Sports betting lives! Or not. New Jersey will get some indication a week from now, as the U.S. Supreme Court is expected to announce June 26 whether it will hear the state's appeal.
This case has been in extra innings since 2011, when two-thirds of N.J. voters approved sports betting in a referendum. Actually, the issue of whether New Jersey can offer (and tax and regulate) legal sports betting goes back to the 1992 federal Professional and Amateur Sports Protection Act — and the 1993 gubernatorial race.
The federal law limited sports betting to the four states that had previously offered it (Nevada, Delaware, Montana and Oregon). But it gave New Jersey a year to enact legal sports betting. That seemed like a shoo-in — until Republican leaders in the Assembly let a referendum die in the summer of 1993. Republican Christie Whitman was in a tight race against Democratic incumbent Gov. Jim Florio, and the GOP feared that putting sports betting on the ballot that year would increase Democratic turnout in November. The opportunity was lost.
But there was no doubt then, and there is no doubt now, that allowing New Jersey racetracks and casinos to offer legal sports betting would help both of these struggling industries. There is also no doubt that the opposition to New Jersey’s efforts by the NCAA and the professional sports leagues is based on hypocritical sanctimony.
Atlantic City casinos can certainly use the additional gaming revenue sports betting would provide. But if New Jersey wins this case, sports betting likely will be available everywhere. The biggest presumed benefit for the casinos is the nongaming revenue that sports betting would generate by attracting people to Atlantic City events keyed to major sports contests.
As for the state’s struggling horse tracks … well, they’ll take anything they can get. Indeed, Monmouth Park already has a sports bar that looks remarkably like a Las Vegas sports book. It could open in an instant if the Supreme Court agrees to hear the case and New Jersey ultimately prevails.

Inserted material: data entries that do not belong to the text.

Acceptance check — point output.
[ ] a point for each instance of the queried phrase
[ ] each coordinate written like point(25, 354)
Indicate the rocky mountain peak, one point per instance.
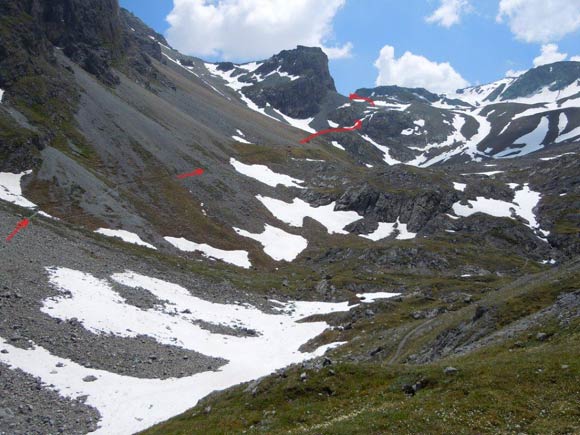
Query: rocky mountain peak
point(553, 77)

The court case centers on complicated legal issues involving fair commerce, the Constitution and states’ rights. But one thing the case should not center on is the “danger” of sports betting. Please. Illegal sports betting is rampant. The American Gaming Association estimates that March Madness generated more than $10 billion in bets this year, 97 percent of it illegally. And no one is calling into question the integrity of any of those games or athletes.
If the Supreme Court won’t act, Congress should simply repeal the 1992 sports-betting ban. Fact is, allowing some states but not others to offer legal sports betting, while ignoring the pervasiveness of illegal sports betting, is neither fair nor reasonable.